Death, disease, suffering, endings, pain – so much in such a short time.
I’ve had my fair share of all of these in the past month. In the past five days I’ve learned of two people I loved suddenly pass away. I’ve also watched as many friends face the same. Last night I sat in the emergency room with my husband for ten hours – thankfully his extreme abdominal pain wasn’t what we feared – finally at 7.30am after a CT scan we left the hospital knowing that he would be okay.
What I observed gave me much to ponder…
I watched as staff members were accosted by impatient people.
I observed a woman fall to the ground unable to breathe, choking on her own gagging – and watch as no one came to her aid.
I helplessly watched my own husband in agony wait for six hours to see a doctor – who at that time finally gave him something for the pain.
I watched two daughters try to keep their desperately ill mother awake – I felt their worry and concern.
I listened to the news that was continuously on in the waiting room – doom and gloom – disease, death, destruction.
I tried to sleep on a raggedy set of three chairs, using one of the blankets my husband had to keep warm and muffle some of the sound. The blanket was taken away from me.
I also observed much more…
Loved ones comforting one another.
Strangers sharing a compassionate glance of understanding.
Doctors and nurses doing the best that they could.
Paramedics sitting with people on stretchers keeping a watchful eye over them, and even creating some smiles.
Porters, cleaners and security guards go about their jobs.
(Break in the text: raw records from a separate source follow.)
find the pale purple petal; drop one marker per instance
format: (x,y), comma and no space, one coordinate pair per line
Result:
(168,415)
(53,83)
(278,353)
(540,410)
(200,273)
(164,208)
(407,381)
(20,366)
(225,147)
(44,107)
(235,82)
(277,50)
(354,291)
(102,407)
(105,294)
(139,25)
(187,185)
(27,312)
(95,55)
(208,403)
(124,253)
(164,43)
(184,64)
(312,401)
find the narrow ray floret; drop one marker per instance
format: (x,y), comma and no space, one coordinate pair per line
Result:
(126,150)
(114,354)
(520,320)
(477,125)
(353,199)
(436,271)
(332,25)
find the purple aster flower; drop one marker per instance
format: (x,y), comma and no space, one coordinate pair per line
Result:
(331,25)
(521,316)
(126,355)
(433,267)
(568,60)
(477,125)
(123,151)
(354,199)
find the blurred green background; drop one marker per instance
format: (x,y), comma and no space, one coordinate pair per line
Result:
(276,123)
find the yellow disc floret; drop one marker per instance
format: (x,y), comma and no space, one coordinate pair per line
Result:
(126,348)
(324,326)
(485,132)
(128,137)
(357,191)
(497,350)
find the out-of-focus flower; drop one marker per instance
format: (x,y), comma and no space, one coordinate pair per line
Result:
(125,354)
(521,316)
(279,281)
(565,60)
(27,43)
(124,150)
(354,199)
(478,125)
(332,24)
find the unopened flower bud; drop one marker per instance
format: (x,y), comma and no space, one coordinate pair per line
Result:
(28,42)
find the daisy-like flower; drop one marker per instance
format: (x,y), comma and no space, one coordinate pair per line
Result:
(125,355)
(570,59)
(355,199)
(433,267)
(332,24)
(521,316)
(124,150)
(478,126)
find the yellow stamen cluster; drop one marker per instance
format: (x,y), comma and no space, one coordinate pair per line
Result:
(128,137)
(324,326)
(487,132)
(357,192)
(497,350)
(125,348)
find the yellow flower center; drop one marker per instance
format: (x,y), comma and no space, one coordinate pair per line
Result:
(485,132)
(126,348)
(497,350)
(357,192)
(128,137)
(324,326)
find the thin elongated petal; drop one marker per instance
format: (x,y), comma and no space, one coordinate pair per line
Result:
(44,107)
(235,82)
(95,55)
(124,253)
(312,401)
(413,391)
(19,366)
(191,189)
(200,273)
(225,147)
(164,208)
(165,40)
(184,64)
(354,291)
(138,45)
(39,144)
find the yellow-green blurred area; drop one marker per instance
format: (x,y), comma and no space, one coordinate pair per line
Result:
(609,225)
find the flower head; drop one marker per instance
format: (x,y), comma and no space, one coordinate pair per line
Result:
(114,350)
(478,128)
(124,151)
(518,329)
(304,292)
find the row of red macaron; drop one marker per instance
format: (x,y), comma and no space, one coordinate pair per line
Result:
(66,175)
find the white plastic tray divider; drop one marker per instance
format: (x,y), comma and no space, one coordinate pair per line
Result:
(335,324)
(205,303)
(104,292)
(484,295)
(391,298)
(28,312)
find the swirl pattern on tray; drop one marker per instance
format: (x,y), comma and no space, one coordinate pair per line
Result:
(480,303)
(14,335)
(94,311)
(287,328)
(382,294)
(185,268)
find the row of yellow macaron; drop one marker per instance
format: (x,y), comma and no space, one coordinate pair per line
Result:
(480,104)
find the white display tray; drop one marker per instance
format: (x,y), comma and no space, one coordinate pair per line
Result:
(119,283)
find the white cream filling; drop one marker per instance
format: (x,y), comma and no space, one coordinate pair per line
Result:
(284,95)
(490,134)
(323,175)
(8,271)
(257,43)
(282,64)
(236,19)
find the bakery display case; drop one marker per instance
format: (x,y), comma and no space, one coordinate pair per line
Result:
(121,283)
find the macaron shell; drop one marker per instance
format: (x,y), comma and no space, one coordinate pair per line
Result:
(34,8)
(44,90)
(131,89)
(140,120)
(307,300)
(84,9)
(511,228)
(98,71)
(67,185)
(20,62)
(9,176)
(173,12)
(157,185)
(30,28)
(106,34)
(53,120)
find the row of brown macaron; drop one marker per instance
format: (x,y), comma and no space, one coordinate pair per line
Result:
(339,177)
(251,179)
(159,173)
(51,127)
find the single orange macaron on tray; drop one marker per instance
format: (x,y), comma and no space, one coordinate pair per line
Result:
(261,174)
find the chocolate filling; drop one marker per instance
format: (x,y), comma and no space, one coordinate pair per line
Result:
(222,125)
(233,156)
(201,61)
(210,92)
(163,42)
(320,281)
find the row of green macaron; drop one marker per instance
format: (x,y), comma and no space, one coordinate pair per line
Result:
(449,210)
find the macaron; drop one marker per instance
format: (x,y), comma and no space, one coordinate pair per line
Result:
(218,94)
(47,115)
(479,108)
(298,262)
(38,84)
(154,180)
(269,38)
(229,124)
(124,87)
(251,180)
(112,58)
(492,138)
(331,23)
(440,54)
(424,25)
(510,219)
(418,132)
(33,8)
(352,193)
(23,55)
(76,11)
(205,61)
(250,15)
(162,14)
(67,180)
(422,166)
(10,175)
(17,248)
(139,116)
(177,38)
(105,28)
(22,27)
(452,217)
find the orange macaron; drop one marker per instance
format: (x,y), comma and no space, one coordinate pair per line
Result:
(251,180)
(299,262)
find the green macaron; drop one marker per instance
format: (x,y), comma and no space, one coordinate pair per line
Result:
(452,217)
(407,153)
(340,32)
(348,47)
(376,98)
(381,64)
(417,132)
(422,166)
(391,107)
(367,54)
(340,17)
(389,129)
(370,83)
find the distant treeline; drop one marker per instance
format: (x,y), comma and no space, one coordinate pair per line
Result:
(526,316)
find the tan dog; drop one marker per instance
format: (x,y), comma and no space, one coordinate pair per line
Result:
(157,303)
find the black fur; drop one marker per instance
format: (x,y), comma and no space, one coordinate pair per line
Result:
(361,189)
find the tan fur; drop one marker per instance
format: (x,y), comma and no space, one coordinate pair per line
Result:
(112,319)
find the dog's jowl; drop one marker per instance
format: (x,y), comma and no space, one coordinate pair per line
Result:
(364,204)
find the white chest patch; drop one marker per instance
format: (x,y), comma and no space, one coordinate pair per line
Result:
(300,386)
This reminds me, that no matter how chaotic life may seem, there is always gifts to embrace if you’re open to seeing them.
As I come to terms with my own grief, I know this – life must and will go on.
Each moment is precious, each relationship treasured.
I choose to find gratitude in the ugliest of scenarios, and seek forgiveness in times of wrongdoing.
Life is precious. We do not know when our time on earth will come to an end. What I do know is all I have is this moment, and I am truly grateful that I am alive to experience it.